Le texte et la musique de ce poème sont de Jean-Baptiste Weckerlin (1821-1910) ; mais c’est un autre Jean-Baptiste, Fauré de son patronyme (1830-1914), qui en popularisera le livret, à partir de 1869, sous le titre « La charité ». Je n’en connaissais, jusqu’ici, que le premier vers : « Voici l’hiver et son triste cortège », et c’est à Soad que je le dois.

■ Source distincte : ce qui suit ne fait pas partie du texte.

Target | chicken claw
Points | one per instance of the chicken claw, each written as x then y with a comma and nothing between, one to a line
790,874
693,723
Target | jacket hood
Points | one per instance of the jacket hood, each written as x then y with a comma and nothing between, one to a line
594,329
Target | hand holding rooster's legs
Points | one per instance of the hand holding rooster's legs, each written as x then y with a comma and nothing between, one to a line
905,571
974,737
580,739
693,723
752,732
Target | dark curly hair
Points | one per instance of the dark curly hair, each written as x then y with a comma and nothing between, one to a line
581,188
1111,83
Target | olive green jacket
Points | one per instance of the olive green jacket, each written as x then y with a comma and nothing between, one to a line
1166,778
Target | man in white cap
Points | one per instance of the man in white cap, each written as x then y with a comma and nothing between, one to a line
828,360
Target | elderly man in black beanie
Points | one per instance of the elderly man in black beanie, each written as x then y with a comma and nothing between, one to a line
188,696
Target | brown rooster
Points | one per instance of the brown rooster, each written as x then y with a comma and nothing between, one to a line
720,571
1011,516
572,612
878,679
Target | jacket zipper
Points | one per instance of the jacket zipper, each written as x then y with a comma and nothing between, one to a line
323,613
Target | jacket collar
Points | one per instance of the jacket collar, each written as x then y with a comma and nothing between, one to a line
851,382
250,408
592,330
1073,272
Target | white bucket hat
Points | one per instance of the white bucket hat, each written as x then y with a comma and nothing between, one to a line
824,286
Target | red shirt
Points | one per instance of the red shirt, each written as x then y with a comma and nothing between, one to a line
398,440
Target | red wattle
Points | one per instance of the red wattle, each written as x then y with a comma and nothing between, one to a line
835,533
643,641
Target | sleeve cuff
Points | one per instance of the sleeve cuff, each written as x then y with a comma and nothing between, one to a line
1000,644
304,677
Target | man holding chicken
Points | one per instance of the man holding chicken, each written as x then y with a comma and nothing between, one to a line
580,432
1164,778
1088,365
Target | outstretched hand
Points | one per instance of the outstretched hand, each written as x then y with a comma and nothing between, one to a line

Elle-même tient cette connaissance de sa maman Huguette, notre chère Guéguette, qui le lui récitait souvent lorsque venait la morte saison. Réflexion faite, je la revois bien moi aussi, penchée à la fenêtre de sa cuisine à Montrouge, et déclamant le même vers en regardant le spectacle désolé qui s’offrait à sa vue au-delà du parking de notre immeuble. Voici l’hiver et son triste cortège…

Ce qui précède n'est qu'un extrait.